Apollonia Saintclair conseguiu popularizar seu trabalho em seu perfil no tumblr, criado em 2012. O pouco que sabemos a seu respeito vem da recente entrevista que deu à jornalista parisiense Adeline Wessang. Suas influências declaradas são Milo Manara, Moebius, Da Vinci e Caravaggio, entre outros.
Uma das melhores abordagens de Apollonia Sinclair consiste em “objetivar” o corpo feminino. Em muitos de seus trabalhos, a artista retrata apenas partes do corpo de belíssimas mulheres, ocultando rostos ou tornando as feições de suas “proprietárias” apenas um detalhe secundário da perspectiva. Desse modo, Apollonia flerta com a fantasia masculina (e feminina, claro) de tornar o corpo feminino mero objeto de seu prazer, sem consideração com a personalidade. Em uma era de incansável patrulhamento do politicamente correto, isso chega a ser quase uma leve transgressão, o suficiente para apimentar um pouco mais seus trabalhos.
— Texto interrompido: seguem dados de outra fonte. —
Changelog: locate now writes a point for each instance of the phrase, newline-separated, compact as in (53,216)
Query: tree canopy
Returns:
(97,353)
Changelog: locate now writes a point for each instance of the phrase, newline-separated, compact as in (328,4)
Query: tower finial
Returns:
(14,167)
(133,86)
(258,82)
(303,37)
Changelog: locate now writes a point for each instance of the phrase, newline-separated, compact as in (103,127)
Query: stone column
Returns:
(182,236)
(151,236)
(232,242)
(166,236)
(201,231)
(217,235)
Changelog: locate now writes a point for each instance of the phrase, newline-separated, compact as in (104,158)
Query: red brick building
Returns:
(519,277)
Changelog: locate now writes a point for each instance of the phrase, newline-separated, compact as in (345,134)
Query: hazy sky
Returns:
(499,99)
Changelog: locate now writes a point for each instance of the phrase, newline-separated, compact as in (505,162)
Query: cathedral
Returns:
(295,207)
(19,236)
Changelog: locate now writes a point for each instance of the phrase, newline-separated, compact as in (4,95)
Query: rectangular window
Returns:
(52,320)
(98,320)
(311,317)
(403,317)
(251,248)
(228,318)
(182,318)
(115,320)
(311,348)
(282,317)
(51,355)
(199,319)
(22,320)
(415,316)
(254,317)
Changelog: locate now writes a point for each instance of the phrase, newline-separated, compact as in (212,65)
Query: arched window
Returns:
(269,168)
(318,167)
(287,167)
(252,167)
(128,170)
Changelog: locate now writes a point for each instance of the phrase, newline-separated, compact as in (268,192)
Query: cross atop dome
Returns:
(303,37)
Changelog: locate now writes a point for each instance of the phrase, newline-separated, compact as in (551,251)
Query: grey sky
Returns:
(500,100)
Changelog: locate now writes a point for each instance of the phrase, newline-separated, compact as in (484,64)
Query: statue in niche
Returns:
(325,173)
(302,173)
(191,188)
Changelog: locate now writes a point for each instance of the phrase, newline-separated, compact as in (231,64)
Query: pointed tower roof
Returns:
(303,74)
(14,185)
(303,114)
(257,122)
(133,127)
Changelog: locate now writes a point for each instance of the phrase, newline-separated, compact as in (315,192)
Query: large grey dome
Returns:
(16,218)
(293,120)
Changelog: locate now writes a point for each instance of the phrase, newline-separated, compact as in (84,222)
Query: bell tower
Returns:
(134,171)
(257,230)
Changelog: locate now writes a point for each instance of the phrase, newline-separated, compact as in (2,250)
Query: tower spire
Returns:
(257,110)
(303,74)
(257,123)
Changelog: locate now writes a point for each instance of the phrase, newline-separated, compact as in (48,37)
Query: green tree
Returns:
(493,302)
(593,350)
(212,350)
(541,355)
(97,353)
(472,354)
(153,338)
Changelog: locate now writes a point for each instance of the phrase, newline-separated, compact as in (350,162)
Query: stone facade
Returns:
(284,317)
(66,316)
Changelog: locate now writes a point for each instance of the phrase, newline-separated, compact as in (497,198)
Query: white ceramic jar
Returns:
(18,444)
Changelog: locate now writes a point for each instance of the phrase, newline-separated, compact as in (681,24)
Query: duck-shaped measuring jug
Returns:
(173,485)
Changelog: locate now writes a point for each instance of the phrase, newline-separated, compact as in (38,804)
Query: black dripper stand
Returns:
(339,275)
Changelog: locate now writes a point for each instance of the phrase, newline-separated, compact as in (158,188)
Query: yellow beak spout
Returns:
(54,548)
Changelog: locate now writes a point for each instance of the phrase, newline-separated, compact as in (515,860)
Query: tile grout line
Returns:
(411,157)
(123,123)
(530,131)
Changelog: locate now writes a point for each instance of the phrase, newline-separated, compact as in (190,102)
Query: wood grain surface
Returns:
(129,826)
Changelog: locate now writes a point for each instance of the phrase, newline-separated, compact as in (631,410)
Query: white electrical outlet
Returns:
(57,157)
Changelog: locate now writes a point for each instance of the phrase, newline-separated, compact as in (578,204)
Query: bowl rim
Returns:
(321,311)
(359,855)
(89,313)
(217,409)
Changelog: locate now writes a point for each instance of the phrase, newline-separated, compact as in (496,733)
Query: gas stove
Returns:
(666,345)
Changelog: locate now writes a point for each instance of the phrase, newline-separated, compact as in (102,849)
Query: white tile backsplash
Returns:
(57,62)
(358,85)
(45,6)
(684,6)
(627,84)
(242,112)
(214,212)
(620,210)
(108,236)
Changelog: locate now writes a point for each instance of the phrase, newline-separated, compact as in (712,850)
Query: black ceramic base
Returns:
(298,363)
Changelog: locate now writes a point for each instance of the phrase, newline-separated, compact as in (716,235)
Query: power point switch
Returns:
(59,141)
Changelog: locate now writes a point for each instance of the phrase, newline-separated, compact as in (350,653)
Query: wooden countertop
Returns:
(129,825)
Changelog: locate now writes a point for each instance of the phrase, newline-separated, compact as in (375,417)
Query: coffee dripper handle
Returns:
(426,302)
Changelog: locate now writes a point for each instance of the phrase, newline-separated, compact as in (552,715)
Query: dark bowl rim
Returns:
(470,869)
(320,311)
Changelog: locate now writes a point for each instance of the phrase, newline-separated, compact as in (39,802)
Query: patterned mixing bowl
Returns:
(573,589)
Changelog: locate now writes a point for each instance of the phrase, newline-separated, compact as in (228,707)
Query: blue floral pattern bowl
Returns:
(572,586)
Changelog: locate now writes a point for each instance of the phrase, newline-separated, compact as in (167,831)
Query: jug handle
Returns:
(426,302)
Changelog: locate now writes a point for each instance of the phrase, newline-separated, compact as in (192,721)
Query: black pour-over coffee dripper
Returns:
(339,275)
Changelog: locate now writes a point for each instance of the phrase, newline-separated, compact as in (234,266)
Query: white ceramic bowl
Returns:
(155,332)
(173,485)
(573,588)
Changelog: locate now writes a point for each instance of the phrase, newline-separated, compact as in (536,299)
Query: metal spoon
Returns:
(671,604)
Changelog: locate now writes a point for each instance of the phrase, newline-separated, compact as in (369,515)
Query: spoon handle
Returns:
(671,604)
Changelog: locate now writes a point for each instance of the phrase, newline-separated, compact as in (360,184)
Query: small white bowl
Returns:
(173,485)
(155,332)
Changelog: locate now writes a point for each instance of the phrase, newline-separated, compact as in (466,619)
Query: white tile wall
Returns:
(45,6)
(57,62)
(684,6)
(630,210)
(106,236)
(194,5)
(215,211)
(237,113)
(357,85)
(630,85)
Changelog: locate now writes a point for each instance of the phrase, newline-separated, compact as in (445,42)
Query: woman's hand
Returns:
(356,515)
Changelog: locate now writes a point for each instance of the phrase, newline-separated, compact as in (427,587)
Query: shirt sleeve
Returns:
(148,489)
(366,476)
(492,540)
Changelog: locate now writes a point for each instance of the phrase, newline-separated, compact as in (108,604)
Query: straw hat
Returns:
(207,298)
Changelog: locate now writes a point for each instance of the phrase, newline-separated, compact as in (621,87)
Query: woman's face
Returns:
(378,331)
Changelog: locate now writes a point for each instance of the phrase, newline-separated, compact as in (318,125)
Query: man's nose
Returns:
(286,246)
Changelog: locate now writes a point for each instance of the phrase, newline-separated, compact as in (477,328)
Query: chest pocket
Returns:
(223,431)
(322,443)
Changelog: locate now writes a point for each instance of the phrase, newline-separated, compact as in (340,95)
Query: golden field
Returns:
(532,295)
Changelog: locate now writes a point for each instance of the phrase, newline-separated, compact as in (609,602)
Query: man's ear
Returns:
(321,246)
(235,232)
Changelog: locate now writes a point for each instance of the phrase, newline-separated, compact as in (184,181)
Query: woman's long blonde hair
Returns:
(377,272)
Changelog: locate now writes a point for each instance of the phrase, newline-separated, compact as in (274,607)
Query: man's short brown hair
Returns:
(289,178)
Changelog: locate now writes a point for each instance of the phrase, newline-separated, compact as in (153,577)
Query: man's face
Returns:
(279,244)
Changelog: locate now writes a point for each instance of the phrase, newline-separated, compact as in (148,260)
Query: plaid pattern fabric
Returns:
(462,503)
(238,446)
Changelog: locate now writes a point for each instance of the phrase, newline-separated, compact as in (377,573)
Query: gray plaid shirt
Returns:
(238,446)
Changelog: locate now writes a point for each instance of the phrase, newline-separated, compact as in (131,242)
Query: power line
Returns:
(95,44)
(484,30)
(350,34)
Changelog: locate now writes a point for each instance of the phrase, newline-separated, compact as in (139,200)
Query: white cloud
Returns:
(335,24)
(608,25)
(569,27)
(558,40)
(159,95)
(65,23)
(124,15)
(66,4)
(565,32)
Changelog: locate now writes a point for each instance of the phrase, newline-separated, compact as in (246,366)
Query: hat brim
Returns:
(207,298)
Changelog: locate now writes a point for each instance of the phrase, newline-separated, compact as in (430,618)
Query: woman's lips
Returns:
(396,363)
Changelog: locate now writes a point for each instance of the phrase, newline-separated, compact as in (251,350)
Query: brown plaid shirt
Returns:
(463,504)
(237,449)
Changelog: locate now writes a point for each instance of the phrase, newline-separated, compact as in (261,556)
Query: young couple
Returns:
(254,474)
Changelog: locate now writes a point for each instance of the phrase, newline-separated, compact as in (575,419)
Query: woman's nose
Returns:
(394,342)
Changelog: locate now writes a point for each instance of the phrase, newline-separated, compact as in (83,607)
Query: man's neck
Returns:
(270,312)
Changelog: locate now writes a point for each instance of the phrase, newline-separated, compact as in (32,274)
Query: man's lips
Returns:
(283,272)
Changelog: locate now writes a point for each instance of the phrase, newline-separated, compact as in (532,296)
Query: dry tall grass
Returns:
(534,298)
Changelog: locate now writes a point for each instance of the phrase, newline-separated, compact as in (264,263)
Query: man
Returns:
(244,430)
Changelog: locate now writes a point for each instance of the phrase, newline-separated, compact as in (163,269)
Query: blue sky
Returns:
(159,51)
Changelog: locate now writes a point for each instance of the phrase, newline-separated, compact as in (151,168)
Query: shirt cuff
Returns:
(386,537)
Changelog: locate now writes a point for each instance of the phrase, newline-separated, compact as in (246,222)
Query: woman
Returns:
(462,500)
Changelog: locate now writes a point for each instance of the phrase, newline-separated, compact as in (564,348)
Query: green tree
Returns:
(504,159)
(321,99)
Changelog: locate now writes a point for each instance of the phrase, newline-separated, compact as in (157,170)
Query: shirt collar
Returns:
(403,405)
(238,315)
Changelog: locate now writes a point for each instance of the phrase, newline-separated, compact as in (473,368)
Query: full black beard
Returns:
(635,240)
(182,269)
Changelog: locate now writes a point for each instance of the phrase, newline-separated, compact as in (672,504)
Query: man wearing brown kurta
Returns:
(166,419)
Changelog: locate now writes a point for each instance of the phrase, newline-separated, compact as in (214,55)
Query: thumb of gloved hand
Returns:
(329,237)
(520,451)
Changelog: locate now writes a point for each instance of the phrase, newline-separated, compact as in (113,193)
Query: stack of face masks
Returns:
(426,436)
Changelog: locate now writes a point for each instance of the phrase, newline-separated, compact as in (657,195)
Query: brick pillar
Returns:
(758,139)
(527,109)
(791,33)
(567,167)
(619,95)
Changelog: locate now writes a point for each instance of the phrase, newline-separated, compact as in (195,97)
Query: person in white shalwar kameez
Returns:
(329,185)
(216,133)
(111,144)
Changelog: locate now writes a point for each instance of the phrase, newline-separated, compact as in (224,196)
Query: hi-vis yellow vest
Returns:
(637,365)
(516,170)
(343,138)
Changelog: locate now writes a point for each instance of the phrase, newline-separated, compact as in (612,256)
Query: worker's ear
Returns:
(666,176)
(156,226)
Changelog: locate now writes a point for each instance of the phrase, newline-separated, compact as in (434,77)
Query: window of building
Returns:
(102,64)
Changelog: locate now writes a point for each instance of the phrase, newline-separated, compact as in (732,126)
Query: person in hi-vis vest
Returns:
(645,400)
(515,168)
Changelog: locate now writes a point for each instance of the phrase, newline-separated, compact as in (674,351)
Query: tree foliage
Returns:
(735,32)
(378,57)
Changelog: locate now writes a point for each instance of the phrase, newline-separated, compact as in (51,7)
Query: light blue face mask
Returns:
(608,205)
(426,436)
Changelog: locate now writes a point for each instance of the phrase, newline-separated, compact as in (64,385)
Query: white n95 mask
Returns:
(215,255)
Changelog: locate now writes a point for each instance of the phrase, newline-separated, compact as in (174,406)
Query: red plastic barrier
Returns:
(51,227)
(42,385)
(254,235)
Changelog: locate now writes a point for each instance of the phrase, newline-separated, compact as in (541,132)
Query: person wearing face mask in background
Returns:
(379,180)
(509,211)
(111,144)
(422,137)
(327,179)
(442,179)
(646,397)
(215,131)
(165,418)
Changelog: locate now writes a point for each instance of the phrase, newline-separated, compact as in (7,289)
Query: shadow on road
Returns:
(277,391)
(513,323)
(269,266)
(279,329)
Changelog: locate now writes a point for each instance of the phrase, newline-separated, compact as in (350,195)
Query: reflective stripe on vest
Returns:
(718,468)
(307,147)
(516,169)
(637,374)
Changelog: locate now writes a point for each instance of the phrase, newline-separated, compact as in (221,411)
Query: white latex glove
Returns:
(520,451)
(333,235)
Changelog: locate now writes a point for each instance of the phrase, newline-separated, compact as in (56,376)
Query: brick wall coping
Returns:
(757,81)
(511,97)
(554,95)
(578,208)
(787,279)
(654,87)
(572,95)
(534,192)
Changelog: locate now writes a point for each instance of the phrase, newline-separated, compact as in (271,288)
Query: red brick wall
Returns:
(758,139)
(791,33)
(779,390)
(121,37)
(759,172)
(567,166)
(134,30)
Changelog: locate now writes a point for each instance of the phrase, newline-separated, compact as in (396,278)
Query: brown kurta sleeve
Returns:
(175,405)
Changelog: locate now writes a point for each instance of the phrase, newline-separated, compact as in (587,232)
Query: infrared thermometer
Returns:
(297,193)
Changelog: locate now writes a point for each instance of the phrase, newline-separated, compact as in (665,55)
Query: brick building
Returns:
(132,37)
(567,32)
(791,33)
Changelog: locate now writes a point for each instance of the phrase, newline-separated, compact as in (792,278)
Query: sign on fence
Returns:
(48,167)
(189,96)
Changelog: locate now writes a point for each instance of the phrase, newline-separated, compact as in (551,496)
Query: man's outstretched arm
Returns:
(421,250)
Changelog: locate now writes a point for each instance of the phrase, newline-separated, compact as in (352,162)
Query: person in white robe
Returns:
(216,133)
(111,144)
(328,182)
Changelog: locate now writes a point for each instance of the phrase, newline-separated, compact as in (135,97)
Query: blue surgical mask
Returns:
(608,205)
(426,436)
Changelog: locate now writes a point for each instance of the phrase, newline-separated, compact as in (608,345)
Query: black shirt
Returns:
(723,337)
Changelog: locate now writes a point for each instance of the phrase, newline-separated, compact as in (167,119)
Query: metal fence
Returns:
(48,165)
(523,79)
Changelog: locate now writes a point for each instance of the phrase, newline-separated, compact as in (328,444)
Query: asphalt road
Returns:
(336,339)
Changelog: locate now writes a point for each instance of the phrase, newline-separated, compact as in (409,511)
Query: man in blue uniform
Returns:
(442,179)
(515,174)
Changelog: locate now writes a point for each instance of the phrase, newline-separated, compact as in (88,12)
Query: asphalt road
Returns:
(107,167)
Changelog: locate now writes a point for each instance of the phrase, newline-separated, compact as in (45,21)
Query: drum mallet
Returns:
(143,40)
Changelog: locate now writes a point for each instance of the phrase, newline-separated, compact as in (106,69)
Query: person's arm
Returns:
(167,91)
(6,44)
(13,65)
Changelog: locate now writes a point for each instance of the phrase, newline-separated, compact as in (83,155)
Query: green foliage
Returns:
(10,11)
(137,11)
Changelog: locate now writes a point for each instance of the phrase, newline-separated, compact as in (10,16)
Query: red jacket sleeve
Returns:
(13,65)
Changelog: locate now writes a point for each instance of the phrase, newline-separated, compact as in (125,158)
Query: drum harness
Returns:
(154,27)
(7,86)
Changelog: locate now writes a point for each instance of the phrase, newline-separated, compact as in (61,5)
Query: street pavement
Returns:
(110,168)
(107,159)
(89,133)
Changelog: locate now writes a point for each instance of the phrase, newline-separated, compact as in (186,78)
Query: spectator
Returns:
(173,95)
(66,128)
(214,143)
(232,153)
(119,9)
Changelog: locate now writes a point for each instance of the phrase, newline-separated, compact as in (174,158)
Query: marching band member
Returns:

Mas suas obras não se reduzem a simples representação pictórica do corpo feminino: muitos de seus desenhos sugerem histórias nas quais as imagens retratadas por Apollonia são “capturas” de momentos sensuais.
“A criação é uma tentativa de descrever o indescritível: tentar conferir uma forma tangível a uma intuição abstrata.”
Isso foi o que disse Apollonia na entrevista. A imaginação necessária para isso viria da leitura de autores como Jorge Luis Borges, H.P.Lovecraft, Richard Matheson, Gustave Flaubert, Frank Herbert, Henry Miller e Anaïs Nin.
“Tinta é meu sangue, desenho para meu próprio bem e para meu prazer.
[…]
Residente de longa data do velho mundo, divido meu tempo entre a cozinha e meu estúdio.”
Informações da Apollonia em seu Tumblr.
O que nos faz imaginar se não estamos, na verdade, diante de um nerd gordinho, esperto o suficiente para saber o apelo que há na ideia de uma mulher que reproduz com precisão o imaginário erótico masculino. Mas isso importa?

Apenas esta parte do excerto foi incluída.